Tuesday, July 25, 2006

LBH Pers Gelar Seminar Kebebasan Berekspresi

Pontianak-Lembaga Bantuan Hukum Pers (LBH Pers) Jakarta, hari ini akan mengadakan seminar mengenai jaminan kebebasan pers berekspresi. Kegiatan ini akan dilaksanakan di Hotel Santika Pontianak, menampilkan pembicara misbahuddin Gasma, SH.

Demikian dikatakan Panitia Pelaksana, Muhlis Suhaeri di Pontianak belum lama ini. Menurutnya, dalam seminar ini akan dibahas paradigma dibalik penyusunan rancangan KUHP, serta ancaman rancangan KUHP tersebut terhadap kebebasan pers dan berekspresi di Indonesia.

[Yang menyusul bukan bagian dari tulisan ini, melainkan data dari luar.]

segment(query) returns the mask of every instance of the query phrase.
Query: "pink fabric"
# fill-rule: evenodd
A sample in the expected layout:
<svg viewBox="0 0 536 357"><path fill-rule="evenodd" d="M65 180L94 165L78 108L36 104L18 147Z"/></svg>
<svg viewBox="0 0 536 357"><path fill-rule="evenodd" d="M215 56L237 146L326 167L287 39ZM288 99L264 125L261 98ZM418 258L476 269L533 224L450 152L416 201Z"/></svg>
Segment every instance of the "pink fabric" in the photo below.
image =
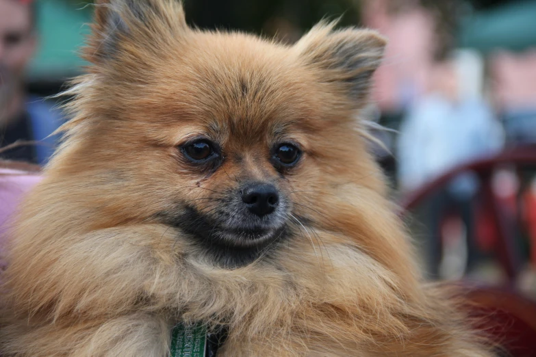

Seminar ini digelar keprihatianan terhadap kebebasan pers selam ini. Katanya UUD 1945 mengatur bahwa negara menjamin serta mengakui hak setiap warga negara. Termasuk hak mendapatkan dan menyampaikan pendapat. Pada tingkat operasional dapat diartikan mendapatkan dan menyampaikan informasi dalam dilakukan melalui media massa.

“Ini menunjukkan betapa sistem pemerintahan di Indonesia menempatkan fungsi pers sebagai satu fungsi kontrol sosial dan kekuasaan. Tatapi faktanya, selama Orde Baru pers dibungkam,” kata Muhlis.

Menurutnya, pemerintah tidak segan memberangus media, bila dianggap membahayakan penguasa. Ketika era reformasi, pers mendapat angin segar mengembangkan eksistensinya, tetapi tidak diikuti peningkatan SDM para pekerja pers. Hingga tak jarang banyak perusahaan pers bermunculan, tetapi tidak lama runtuh. Hingga hanya media yang dikelola profesional yang mampu bertahan.

“Tetapi itu belum cukup. Perusahaan media dan pekerja pers, masih mengalami hambatan di lapangan ketika melakukan tugas-tugas,” katanya.

Perlakuan buruk dan kekerasan terhadap jurnalis maupun aset perusahaan media kerap terjadi. Dicontohkannya, seperti serombongan massa mendatangi kantor salah satu media cetak karena tidak puas terhadap pemberitaan. Kaca dan berbagai peralatan dirusak. Bahkan baru-baru ini di Kota Singkawang, sekelompok massa tidak dikenal melempar kantor biro media cetak hingga menteror sang jurnalis.

Menurutnya, reaksi negatif terhadap insan pers, tentu ada pemicunya. Yaitu cenderung disebabkan pemberitaan yang dinilai tidak berimbang. Atau masyarakat yang bersangkutan tidak tahu mekanisme pengaduan dan penyelesaian konflik, ketika berhadapan dengan pers.

“Masyarakat harus diberi pengertian ketika merasa dirugikan pemberitaan. Dan untuk itu masyarakat dapat melakukan hak jawab. Dan media harus mampu bersikap adil dalam memuat hak jawab dari masyarakat," kata Muhlis.

Dengan demikian hak jawab tidak sekedar slogan dalam mengatasi masalah akibat pemberitaan pers. Juga memberikan ruang bagi masyarakat dalam mengungkap hak jawab, kebenaran dalam versinya.

“Ketika hal itu dipahami semua pihak, munculnya kekerasan terhadap pekerja pers dapat diminimalisir,” harap Muhlis. (aga)

Edisi Cetak, Harian Equator, 25 Juli 2006.